« 1906 »

Arkansas was not always famous for its diamonds. First, someone had to find them. That someone was John Wesley Huddleston (1862-1941), farmer and amateur prospector. He spotted two lustrous white stones among dirt and pebbles on land he owned in Pike County, which happened to include an ancient volcanic formation.

As The Arkansas Gazette reported Sept. 21, 1906, on Page 1, Huddleston took the stones to Little Rock jeweller Charles S. Stifft. After a few tests, Stifft sent them to New York, where four experts agreed they were gem-quality, blue-white diamonds. The Gazette reported that one weighed 2⅝ carats and the other 1⅜ carats.

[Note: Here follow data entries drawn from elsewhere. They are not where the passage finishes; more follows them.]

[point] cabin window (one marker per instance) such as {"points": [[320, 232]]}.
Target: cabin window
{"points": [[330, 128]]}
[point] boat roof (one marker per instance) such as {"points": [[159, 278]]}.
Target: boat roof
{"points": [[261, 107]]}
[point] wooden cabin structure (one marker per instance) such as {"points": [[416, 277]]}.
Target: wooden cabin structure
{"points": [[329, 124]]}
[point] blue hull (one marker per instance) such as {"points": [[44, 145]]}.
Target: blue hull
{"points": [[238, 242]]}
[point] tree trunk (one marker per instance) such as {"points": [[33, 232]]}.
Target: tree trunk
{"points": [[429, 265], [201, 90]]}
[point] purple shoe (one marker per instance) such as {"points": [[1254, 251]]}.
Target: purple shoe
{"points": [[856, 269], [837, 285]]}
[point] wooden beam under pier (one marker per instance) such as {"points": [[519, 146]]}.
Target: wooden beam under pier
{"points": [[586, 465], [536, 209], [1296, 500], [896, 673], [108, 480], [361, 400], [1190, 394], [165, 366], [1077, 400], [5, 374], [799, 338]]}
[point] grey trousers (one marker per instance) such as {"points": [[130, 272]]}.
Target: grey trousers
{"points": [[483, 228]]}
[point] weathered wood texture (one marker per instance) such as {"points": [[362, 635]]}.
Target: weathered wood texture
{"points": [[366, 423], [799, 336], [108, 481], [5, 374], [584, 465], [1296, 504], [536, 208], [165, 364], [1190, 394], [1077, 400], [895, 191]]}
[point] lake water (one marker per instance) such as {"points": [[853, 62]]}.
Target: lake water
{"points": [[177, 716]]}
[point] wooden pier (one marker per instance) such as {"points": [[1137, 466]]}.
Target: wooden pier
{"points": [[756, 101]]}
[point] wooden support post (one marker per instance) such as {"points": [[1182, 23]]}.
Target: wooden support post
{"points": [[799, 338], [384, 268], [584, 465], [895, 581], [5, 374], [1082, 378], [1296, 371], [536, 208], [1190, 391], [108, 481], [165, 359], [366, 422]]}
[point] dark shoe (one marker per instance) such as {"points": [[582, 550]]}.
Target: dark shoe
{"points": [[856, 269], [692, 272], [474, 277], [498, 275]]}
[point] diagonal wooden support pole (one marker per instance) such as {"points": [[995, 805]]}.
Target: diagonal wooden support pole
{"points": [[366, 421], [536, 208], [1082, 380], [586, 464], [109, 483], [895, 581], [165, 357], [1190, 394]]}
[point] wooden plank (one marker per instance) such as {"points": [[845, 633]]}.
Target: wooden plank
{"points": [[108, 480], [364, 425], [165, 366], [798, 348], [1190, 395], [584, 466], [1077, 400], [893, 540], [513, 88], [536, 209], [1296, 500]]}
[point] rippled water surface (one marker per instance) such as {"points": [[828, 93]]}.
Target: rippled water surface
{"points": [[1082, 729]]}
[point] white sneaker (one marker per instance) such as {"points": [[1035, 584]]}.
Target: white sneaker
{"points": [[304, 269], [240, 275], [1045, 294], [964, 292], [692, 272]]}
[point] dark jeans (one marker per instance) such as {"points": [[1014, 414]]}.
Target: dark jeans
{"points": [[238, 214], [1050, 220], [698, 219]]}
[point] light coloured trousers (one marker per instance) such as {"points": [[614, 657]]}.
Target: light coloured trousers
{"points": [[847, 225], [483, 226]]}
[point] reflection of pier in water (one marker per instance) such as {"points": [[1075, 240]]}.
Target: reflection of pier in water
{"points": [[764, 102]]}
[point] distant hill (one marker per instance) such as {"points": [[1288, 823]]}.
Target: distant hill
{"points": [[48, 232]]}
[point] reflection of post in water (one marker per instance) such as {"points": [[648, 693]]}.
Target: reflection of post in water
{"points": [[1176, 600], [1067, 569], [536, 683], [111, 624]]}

Geologists had known about this unusual land near Murfreesboro since the 1840s. According to a biography of Huddleston by Dean Banks (see pcahs.org), geologist John C. Branner surveyed and mapped Pike County’s eroded igneous intrusion in 1888. Recognizing the structure as similar to the famous diamond “pipes” of South Africa, Branner spent fruitless hours crawling about, picking up gravel and putting it down.

Legends about “Diamond John” Huddleston depict him as a clever pig farmer who watched Branner on his knees and returned later with more success. Supposedly the wily farmer kept his find a secret until he’d bought the land, dirt-cheap. But Dean writes that Huddleston and his wife, Sarah, habitually bought and sold land to supplement their farm income. They chose their 243-acre, diamond-bearing tract because it was accessed by the best gravel road in the county, was an outdoorsman’s ideal and suitable for running hogs and grazing horses. And they could afford it.

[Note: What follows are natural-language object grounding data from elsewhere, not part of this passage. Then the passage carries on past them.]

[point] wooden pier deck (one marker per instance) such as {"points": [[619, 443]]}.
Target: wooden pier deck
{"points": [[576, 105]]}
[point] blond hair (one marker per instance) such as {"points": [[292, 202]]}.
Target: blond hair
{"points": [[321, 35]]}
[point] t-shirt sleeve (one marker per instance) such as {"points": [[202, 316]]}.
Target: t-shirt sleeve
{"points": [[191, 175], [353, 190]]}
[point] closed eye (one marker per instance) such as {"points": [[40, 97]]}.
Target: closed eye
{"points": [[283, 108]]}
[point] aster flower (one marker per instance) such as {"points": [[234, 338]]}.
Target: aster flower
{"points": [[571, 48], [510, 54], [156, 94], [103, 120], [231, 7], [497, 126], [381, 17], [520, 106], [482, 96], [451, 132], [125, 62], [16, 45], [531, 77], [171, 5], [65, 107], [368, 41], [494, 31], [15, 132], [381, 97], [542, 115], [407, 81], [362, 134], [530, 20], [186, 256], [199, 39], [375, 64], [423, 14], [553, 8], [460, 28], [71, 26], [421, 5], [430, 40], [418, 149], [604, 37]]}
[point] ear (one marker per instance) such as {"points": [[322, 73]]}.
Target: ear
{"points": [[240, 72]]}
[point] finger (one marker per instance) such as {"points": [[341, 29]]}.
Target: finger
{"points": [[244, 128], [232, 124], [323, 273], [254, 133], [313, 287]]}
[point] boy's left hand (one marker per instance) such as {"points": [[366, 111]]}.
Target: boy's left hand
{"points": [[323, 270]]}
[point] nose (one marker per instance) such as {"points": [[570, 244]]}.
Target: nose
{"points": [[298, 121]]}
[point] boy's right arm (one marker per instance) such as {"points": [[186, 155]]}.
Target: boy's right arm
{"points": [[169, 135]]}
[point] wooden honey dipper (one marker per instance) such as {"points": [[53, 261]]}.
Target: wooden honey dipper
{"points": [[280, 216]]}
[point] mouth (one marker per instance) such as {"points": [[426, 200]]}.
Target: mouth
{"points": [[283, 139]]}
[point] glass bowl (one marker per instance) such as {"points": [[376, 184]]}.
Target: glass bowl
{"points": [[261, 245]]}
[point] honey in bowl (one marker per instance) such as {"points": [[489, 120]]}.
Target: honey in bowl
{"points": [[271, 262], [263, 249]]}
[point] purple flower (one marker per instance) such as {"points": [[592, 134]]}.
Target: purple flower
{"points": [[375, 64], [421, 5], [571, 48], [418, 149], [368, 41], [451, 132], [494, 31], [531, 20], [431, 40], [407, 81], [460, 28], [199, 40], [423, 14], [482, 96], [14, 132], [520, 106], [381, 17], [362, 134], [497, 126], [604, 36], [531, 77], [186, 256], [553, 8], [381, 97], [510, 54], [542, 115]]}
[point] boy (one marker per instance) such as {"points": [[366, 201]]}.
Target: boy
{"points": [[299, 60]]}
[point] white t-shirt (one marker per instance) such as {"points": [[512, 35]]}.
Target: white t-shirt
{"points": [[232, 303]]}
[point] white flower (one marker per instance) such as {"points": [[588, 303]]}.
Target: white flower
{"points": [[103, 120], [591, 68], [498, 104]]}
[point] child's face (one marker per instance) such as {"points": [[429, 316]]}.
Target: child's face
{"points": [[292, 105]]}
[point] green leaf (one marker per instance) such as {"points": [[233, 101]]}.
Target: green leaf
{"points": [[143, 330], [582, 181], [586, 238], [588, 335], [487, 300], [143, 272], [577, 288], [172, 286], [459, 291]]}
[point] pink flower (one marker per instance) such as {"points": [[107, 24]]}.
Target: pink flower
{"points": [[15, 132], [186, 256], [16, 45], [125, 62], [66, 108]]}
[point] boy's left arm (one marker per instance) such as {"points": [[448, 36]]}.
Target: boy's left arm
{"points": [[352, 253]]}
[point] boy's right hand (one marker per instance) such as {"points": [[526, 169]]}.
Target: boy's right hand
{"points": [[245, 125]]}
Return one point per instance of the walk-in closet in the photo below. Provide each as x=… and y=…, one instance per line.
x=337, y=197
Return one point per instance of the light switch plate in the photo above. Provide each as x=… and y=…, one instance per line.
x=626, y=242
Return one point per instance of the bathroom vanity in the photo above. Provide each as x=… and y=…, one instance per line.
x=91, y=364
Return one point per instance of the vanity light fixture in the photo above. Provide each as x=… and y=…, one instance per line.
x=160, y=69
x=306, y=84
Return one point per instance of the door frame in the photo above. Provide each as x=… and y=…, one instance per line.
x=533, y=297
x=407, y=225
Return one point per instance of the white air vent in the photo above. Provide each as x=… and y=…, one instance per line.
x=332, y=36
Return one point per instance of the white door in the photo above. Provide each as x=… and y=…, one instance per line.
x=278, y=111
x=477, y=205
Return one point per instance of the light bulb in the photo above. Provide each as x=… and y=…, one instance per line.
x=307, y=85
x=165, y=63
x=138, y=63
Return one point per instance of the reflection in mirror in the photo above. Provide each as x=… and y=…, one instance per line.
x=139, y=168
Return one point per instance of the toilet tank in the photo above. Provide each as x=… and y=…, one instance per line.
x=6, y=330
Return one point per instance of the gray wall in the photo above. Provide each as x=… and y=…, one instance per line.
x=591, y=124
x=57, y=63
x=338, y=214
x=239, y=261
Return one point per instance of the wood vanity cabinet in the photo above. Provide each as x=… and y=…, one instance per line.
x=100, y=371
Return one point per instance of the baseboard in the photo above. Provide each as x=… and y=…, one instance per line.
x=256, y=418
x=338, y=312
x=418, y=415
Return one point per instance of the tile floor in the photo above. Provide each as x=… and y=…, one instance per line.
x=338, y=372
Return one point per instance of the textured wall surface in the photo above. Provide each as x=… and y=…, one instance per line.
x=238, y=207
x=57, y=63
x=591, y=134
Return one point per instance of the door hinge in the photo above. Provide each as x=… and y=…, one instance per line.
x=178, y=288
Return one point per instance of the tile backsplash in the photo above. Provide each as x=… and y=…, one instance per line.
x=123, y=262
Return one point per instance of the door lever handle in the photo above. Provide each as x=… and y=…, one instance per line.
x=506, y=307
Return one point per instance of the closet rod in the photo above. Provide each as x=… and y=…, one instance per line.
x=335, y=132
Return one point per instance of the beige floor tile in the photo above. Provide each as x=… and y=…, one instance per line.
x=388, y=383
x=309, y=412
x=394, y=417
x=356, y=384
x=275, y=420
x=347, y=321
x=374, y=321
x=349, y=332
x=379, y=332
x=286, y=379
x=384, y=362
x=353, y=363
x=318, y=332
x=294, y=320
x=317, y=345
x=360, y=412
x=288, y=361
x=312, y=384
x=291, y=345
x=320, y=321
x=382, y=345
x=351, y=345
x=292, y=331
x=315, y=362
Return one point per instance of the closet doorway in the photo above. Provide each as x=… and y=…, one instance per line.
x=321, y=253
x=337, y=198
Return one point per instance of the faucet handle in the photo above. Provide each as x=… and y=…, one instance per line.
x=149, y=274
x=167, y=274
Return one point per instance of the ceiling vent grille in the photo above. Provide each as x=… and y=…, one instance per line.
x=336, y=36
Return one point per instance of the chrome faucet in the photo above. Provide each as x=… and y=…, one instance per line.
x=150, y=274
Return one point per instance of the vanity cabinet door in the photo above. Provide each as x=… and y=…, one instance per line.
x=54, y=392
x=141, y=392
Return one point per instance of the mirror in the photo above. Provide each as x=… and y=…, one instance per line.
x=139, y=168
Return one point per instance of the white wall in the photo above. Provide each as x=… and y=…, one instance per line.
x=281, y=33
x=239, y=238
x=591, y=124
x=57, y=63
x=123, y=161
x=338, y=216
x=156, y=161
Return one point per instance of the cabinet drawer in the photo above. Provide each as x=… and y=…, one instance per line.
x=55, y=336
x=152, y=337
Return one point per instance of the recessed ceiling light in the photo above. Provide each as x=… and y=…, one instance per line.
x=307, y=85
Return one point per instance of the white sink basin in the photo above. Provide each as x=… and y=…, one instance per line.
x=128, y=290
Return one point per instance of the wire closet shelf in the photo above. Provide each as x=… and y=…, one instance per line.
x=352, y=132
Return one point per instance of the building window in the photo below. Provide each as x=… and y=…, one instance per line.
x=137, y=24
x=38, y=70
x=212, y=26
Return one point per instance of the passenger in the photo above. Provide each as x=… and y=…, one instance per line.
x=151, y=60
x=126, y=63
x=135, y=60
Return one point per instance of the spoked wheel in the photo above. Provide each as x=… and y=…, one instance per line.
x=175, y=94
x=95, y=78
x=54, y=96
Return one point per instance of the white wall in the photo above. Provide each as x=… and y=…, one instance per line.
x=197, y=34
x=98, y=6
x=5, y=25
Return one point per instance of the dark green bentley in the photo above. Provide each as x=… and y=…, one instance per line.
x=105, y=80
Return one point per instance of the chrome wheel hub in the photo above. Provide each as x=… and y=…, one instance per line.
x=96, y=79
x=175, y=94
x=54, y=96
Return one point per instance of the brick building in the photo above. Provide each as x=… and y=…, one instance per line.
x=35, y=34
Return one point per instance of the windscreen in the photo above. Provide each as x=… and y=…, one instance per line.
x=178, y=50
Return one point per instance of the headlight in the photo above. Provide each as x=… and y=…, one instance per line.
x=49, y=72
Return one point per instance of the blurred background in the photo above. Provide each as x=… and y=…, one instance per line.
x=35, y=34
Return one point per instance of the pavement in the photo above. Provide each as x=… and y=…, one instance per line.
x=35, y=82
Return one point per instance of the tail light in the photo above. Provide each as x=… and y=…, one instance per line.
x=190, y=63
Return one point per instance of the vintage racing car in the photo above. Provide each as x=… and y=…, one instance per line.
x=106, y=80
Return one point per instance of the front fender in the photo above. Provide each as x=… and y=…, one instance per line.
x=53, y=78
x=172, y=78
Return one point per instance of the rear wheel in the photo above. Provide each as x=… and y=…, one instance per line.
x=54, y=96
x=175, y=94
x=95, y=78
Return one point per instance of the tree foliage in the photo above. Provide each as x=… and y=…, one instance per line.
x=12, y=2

Rumors of gold strikes were common in the forest, though, and the land held some curiously greenish and reddish dirt. Huddleston was looking for ores when he spotted his gems.

Stifft, his son-in-law Albert Cohn and Samuel W. Reyburn of Little Rock formed a company to buy 360 acres. With more than $36,000 from the sale, the Huddlestons moved to Arkadelphia. Years later, after tragedies and Sarah’s death, John remarried and returned to Murfreesboro. Before he divorced her, his young wife exhausted his money. He continued his land speculations and also sold junk until he died at home in 1941.

As a soil survey by the U.S. Department of Agriculture’s Natural Resources Conservation Services puts it, after a turbulent history of mining and tourism enterprises, in 1969, the diamond field and adjoining land were bought by GI Industries of Dallas. That company in turn sold the property to the state, which in 1972 created Crater of Diamonds State Park.